O senhor propõe uma taxação progressiva de até 80%. O Estado já não
abocanha uma fatia grande demais da riqueza produzida por empresas e
indivíduos? Certamente. Por isso, minha proposta
para a Europa é, na verdade, reduzir os impostos para a classe média e
aumentá-los para os maiores patrimônios. O problema na Europa é que a
concorrência fiscal entre os países faz com que as grandes empresas paguem
muito pouco imposto em comparação às pequenas e médias. Por outro
lado, aumentam-se as taxas sobre os salários, ou o IVA, que é o imposto
sobre o consumo. Então, o problema não é aumentar os impostos, e sim
reparti-los melhor. Por exemplo, o principal tributo sobre o patrimônio nos
Estados Unidos e na Europa é o imposto proporcional sobre o valor dos
imóveis. Eu não proponho aumentá-lo, mas transformá-lo num imposto
progressivo sobre o patrimônio líquido. Se um indivíduo tem um apartamento que
vale 300 000
euros, mas foi financiado em 290 000
euros, sua riqueza líquida sobre esse bem é de 10 000
euros. Hoje, esse indivíduo
paga o mesmo imposto que aquele que não
tem financiamento, herdou seu apartamento ou tem várias casas e uma ampla carteira de
investimentos. Eu proponho mudar essa lógica.
Para aumentar tributos, é preciso que a população confie no Estado como
gestor. Como essa proposta se sustenta se essa confiança está cada vez menor? Tem razão.
Uma das complicações nos países ricos é que, ao mesmo tempo em que há um
questionamento sobre a desregulamentação, há um questionamento sobre o papel do
Estado. A desconfiança é totalmente justificável. Nos países ricos hoje,
quando temos 40% ou 50% do PIB em carga tributária, não dá para aumentar mais.

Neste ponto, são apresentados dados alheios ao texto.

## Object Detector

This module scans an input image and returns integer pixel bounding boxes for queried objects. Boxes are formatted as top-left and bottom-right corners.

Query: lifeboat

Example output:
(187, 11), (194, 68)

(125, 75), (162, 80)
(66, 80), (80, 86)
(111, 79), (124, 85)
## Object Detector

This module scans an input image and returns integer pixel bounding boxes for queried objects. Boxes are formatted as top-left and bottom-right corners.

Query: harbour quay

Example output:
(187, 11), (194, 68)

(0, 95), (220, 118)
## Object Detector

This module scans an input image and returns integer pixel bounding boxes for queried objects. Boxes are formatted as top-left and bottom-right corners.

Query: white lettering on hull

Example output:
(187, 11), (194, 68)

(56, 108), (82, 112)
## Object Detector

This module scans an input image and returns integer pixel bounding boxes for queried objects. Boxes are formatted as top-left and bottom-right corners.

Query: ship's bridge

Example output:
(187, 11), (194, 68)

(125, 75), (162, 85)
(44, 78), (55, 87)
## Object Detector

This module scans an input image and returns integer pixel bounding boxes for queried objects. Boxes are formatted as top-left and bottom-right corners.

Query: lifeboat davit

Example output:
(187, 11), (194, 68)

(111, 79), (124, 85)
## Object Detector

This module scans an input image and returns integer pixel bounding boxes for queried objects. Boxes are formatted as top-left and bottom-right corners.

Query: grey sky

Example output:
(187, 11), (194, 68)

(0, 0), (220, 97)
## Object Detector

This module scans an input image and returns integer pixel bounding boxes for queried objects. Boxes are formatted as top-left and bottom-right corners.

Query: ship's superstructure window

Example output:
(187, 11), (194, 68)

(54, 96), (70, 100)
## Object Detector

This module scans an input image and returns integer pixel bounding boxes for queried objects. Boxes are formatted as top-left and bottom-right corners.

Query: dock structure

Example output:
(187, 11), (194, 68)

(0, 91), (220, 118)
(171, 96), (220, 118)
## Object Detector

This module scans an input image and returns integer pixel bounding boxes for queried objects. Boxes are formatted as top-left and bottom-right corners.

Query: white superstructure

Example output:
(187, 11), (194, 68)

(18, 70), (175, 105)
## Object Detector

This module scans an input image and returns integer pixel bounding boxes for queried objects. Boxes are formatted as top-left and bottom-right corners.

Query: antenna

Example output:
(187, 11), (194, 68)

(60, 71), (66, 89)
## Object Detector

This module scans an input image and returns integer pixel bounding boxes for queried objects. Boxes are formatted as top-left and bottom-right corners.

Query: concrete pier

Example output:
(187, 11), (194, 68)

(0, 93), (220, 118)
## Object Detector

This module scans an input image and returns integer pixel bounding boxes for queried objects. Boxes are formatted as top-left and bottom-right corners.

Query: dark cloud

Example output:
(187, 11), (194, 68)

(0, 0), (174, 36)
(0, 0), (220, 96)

Mas há outras formas de perseguir o mesmo objetivo. Uma delas é permitir um
pouco de inflação, o que traz riscos enormes. A outra é pôr em prática o
imposto progressivo sobre o patrimônio, que atinge de forma concentrada a
camada mais alta da população e, ao mesmo tempo, protege a classe média.
Medidas como essa não desencorajam o empreendedorismo? Por que se
arriscar em um empreendimento quando se sabe de antemão que seus frutos serão
duramente taxados? Não se trata de “cortar a cabeça”

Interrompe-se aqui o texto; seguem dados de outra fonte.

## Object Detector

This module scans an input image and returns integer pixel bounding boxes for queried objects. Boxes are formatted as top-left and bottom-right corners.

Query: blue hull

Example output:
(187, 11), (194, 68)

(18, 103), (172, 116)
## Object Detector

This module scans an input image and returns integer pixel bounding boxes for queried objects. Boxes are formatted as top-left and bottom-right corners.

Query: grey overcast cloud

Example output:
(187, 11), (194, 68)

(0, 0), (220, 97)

dos ricos ou interditar o enriquecimento. É crucial que um país tenha
empreendedores, ricos, classe média e pobres. Não há nenhum problema nisso. Mas
precisamos assegurar que a riqueza dos diferentes grupos cresça num ritmo
minimamente coerente. Não precisa ser exatamente o mesmo ritmo, mas, se a
riqueza das classes mais altas cresce três ou quatro vezes mais que as outras,
há um desequilíbrio. É preciso que as instituições democráticas e fiscais
ajudem a retomar o equilíbrio desse crescimento. Mas a taxação não é a única
saída. A meu ver, aliás, a educação é e continuará sendo a maior força de
redução da desigualdade.
O senhor trata executivos com altos salários como vilões da
desigualdade. Salários altos são pagos para atrair gente capaz e talentosa. Há
algo errado com a meritocracia? As desigualdade
salariais são fundadas na lógica do mérito e da produtividade. O problema
é que o aumento dos salários dos grandes executivos pode ser justificado por
muitos indicadores, menos pelas estatísticas de produtividade das empresas. Nos
Estados Unidos, quando se comparam empresas que pagam a seus executivos 10
ou 50 milhões de salário anual com empresas que pagam muito menos, não se
verifica que as empresas que pagam mais bônus cresceram mais. Então, esse
discurso precisa ser visto com cautela. Mas é certo que a meritocracia é melhor
que os sistemas do passado. Ela permite que as pessoas consigam construir um
patrimônio sem que tenham sido beneficiadas por uma herança. O problema é que o ideal da meritocracia foi, em muitos casos, deturpado.
O Brasil dificulta o acesso a dados e ficou fora de sua pesquisa. Algo
mudou depois da publicação do livro? O Brasil foi o país
em que tivemos mais dificuldades, e, por enquanto, continuamos sem dados
significativos. É uma pena, porque foi um dos países que mais conseguiram, nos
últimos anos, conciliar crescimento e redistribuição de renda. Mas as conversas
avançam. Não se pode ter medo da transparência, da democracia. Espero, em
breve, ter o Brasil em nossa base de dados.